This should only take a moment to sort out.
This should only take a moment to sort out.

Serializable Lock Hints Detected

If a query uses the SERIALIZABLE isolation level or HOLDLOCK hints, SQL Server will hold shared range locks until a transaction is completed. Normally SQL Server lets go of locks as soon as it’s done processing that part of a query, but here, the query has forced all other queries to stop until this one is done.

This means your SQL Server is executing one query at a time on those tables or data pages, and there’s nothing you can do from an administration or tuning perspective to make that server run faster.

This also may make you prone to deadlocks.

But We Don’t Use Serializable… Why Would We Get This Warning?

You might use the serializable isolation level without realizing it. This could be because:

  • It’s set in your application tier somewhere you’re unaware of
  • You’re using cascading updates and deletes. When those fire, SQL Server uses and “isolation level upgrade” to ensure data consistency: and that means it starts using serializable, even if you didn’t ask.

How sp_Blitz® Catches Serializable Lock Waits In The Act

Here’s how we catch it happening: whenever SQL Server needs to wait while it’s executing queries, it tracks that time as a wait statistic. We can query the waits tables to get overall bottleneck data over time. We check sys.dm_os_wait_stats looking for more than 5 seconds cumulative wait times for serializable locking.

How to Track Down the Source of Serializable Lock Waits

This can be tricky to do, but with our help you’ve got a few tricks up your sleeve.

Look at the isolation level of your connections: This isn’t fool-proof. It only looks at current connections and looks at their isolation level right now– they could be running queries with table level hints, or they might not even be connected. But it’s a start.

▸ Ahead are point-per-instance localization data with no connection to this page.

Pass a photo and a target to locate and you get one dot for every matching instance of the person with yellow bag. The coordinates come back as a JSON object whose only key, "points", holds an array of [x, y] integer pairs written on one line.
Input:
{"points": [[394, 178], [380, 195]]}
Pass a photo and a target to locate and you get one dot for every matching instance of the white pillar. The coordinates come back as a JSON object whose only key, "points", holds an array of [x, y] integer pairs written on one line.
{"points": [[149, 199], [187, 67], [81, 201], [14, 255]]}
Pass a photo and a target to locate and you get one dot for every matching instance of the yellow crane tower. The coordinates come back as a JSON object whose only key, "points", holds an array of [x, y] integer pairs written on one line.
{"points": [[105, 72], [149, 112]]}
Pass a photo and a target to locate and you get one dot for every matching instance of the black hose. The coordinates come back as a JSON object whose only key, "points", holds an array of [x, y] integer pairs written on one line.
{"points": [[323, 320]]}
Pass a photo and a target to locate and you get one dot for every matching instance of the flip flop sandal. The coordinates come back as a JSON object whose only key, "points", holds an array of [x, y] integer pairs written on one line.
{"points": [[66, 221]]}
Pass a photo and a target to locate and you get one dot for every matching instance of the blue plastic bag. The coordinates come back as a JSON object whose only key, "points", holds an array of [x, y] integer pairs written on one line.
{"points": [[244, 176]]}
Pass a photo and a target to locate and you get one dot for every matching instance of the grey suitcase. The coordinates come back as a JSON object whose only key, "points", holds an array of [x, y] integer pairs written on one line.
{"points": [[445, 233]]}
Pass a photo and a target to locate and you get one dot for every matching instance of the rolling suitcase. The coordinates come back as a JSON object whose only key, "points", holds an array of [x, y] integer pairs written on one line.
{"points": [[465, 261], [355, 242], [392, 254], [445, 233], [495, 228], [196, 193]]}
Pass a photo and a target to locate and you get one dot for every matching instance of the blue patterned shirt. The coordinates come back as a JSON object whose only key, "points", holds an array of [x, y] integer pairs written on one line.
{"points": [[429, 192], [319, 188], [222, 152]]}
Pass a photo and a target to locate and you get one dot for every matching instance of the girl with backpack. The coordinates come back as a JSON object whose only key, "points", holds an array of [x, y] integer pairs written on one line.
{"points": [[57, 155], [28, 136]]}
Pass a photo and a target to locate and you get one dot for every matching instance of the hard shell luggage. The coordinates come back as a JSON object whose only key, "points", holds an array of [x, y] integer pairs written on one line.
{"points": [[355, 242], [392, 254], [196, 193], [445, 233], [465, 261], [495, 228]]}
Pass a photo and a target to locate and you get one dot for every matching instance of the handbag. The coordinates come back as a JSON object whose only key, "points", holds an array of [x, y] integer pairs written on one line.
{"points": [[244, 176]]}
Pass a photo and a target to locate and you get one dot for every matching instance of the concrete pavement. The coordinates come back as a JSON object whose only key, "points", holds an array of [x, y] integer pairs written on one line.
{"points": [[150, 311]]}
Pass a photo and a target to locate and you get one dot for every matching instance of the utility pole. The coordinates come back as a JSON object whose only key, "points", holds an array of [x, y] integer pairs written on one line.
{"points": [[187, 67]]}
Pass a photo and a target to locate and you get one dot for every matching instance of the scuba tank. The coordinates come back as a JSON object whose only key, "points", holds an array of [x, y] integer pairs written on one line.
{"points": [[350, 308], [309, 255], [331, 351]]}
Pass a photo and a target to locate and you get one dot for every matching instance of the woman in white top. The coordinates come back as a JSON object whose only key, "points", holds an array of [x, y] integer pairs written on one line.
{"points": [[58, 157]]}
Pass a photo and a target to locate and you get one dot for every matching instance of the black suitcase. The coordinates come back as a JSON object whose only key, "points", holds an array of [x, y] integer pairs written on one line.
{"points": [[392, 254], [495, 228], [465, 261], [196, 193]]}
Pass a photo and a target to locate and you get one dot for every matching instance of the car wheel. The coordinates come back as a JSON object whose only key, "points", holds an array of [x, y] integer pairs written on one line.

Check for cascading updates and deletessp_BlitzIndex® lets you know if these are configured.

Set up the blocked process report to lie in wait and report back: Read more on how to do that here.

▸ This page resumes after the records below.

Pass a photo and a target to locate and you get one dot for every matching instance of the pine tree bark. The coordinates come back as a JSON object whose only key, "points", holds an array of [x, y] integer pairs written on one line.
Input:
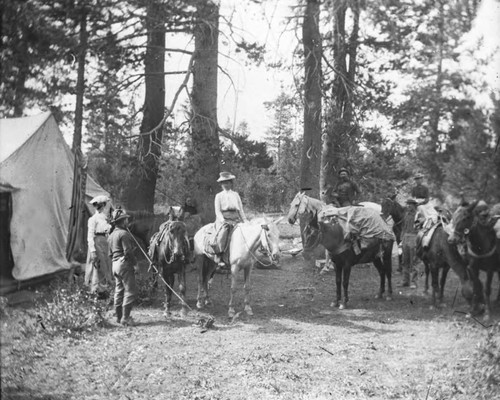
{"points": [[140, 192], [340, 126], [311, 151], [204, 134], [80, 83]]}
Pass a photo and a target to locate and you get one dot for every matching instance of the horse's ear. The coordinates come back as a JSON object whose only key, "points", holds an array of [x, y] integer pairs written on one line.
{"points": [[472, 205], [278, 220], [314, 221]]}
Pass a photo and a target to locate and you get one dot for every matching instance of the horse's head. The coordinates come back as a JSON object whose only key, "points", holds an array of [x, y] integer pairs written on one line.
{"points": [[461, 222], [387, 207], [269, 240], [176, 242], [298, 207]]}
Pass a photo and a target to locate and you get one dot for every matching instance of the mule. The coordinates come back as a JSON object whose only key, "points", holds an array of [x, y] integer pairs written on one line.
{"points": [[169, 249], [483, 250], [438, 256], [341, 251], [247, 239]]}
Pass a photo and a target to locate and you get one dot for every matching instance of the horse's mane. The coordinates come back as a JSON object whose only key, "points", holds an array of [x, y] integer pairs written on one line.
{"points": [[142, 214]]}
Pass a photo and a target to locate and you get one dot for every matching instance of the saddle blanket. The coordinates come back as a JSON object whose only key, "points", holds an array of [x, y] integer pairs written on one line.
{"points": [[361, 222], [427, 235]]}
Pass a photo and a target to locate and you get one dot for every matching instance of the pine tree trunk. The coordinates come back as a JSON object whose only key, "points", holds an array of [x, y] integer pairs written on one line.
{"points": [[140, 192], [311, 151], [340, 126], [80, 83], [205, 138]]}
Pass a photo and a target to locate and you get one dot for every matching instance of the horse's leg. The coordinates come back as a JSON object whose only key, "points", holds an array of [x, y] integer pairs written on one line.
{"points": [[426, 269], [478, 294], [182, 288], [339, 267], [248, 289], [200, 298], [498, 294], [435, 283], [444, 274], [234, 272], [347, 273], [169, 278], [380, 269], [487, 293]]}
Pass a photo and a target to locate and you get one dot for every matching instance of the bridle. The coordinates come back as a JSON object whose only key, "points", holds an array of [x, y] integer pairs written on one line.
{"points": [[170, 247], [464, 239]]}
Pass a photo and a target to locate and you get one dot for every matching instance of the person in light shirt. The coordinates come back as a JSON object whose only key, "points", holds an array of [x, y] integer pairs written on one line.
{"points": [[228, 212], [98, 273]]}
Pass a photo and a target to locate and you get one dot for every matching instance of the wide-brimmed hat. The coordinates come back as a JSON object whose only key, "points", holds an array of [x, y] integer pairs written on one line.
{"points": [[225, 176], [99, 199], [118, 215]]}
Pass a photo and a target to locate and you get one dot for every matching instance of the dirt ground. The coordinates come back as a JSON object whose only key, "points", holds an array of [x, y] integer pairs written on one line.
{"points": [[295, 346]]}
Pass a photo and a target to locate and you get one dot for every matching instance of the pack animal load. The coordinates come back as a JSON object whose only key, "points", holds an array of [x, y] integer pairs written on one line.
{"points": [[358, 223]]}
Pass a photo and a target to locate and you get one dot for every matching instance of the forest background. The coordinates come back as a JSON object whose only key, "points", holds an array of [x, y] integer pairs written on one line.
{"points": [[385, 88]]}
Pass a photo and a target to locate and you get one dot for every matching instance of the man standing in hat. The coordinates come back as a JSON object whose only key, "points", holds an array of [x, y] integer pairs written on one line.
{"points": [[121, 252], [98, 272], [346, 191], [409, 245], [420, 192], [228, 212]]}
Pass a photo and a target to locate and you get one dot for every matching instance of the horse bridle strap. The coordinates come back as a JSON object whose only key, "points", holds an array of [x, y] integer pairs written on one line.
{"points": [[475, 255]]}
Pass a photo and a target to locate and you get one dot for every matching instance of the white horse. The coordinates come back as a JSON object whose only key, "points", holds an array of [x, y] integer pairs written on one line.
{"points": [[247, 239]]}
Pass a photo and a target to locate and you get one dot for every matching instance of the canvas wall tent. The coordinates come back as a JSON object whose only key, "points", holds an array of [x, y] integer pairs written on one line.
{"points": [[37, 163]]}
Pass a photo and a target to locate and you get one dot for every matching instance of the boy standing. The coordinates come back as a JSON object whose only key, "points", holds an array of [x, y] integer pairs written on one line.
{"points": [[121, 247]]}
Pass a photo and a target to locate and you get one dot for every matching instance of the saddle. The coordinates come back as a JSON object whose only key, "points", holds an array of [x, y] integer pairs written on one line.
{"points": [[217, 240], [156, 240]]}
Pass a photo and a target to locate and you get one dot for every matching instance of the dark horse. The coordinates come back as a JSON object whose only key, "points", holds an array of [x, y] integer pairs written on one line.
{"points": [[390, 207], [169, 249], [331, 236], [441, 255], [483, 249]]}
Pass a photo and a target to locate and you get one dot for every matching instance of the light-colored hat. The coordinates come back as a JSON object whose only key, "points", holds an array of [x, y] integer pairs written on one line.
{"points": [[225, 176], [118, 215], [99, 199]]}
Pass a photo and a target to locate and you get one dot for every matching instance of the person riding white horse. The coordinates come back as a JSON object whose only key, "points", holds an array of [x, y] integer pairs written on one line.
{"points": [[228, 212]]}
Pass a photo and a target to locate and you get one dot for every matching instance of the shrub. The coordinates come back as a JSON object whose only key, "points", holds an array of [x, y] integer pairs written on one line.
{"points": [[72, 310]]}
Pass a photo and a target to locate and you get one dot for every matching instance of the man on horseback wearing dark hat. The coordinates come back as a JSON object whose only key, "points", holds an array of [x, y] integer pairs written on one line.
{"points": [[347, 191], [420, 192]]}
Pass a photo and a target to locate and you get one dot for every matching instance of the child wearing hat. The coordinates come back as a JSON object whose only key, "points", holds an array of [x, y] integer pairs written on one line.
{"points": [[121, 251], [98, 272]]}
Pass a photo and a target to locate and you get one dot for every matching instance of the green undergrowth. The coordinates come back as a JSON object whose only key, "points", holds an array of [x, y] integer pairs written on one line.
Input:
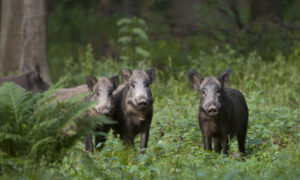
{"points": [[175, 149]]}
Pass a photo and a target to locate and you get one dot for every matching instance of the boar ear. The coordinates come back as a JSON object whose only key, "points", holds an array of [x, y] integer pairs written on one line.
{"points": [[126, 73], [195, 78], [37, 69], [224, 77], [91, 81], [152, 74], [115, 81]]}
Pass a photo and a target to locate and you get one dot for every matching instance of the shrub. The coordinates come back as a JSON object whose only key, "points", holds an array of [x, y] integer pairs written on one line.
{"points": [[32, 127]]}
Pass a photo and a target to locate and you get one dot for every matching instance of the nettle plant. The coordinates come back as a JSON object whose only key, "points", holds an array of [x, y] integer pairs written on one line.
{"points": [[133, 37]]}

Check index waits: Use sp_BlitzIndex® to examine which indexes have high lock waits, then find the queries that hit these indexes while using WITH SERIALIZABLE or WITH HOLDLOCK hints.

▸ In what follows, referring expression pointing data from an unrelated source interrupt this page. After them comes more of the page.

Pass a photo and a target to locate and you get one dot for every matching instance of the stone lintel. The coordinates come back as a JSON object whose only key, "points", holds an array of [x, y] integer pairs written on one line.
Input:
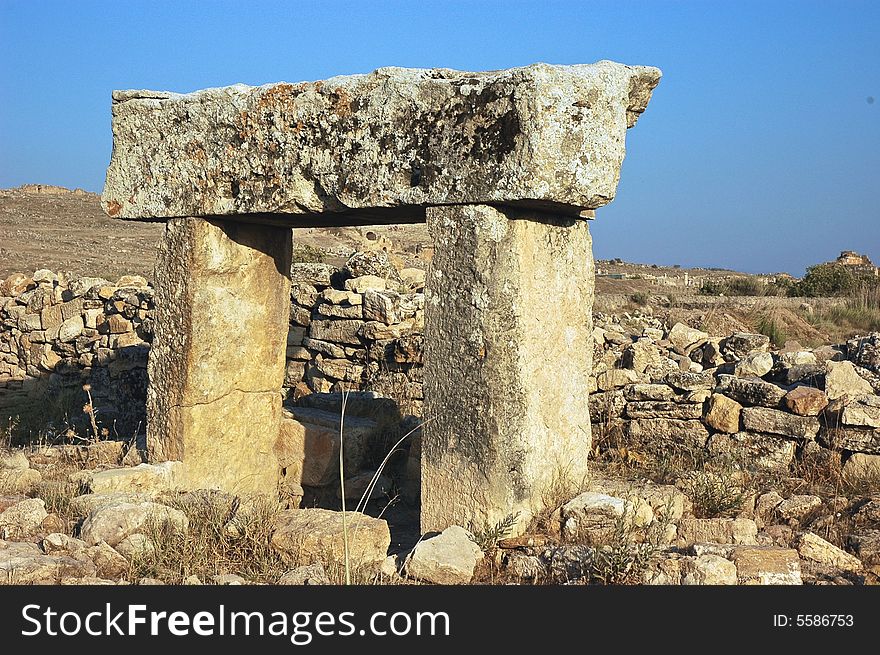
{"points": [[542, 137]]}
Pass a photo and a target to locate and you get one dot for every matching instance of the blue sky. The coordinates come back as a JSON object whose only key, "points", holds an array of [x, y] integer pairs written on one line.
{"points": [[760, 150]]}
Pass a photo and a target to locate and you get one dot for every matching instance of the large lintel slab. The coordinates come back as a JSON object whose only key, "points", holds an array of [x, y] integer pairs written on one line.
{"points": [[385, 145]]}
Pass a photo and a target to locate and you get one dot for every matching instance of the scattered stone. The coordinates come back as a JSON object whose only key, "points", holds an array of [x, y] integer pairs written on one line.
{"points": [[766, 504], [649, 430], [806, 401], [617, 377], [841, 379], [813, 547], [753, 391], [113, 522], [641, 355], [14, 459], [22, 563], [59, 543], [317, 534], [227, 579], [448, 558], [593, 516], [356, 486], [18, 481], [723, 414], [773, 421], [136, 546], [85, 504], [765, 451], [311, 574], [767, 565], [863, 411], [719, 531], [740, 344], [756, 364], [639, 392], [108, 562], [685, 339], [144, 478], [708, 570], [317, 275], [862, 466], [22, 519], [686, 381], [664, 409], [798, 507]]}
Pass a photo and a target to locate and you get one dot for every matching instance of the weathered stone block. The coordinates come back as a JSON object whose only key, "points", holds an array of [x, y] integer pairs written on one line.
{"points": [[217, 361], [541, 136], [774, 421], [503, 429]]}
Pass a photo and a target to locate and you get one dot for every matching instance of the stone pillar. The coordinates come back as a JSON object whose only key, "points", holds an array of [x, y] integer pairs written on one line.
{"points": [[508, 354], [216, 365]]}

Sift through your plan cache:

  • One way to track them down is to look at the SQL Server plan cache for queries with long overall durations, but relatively small amounts of CPU or reads. This isn’t perfect, but it can indicate that there’s blocking happening in that query, or other queries that are holding up this one.
  • You can also try examining the plan cache for all uses of WITH SERIALIZABLE or WITH HOLDLOCK hints, but that starts to get more performance-intensive.

How Do We Fix It?

This will vary depending on what it is. Sometimes, you can change the isolation level. Sometimes you can add an index. Sometimes, you need to re-write the code.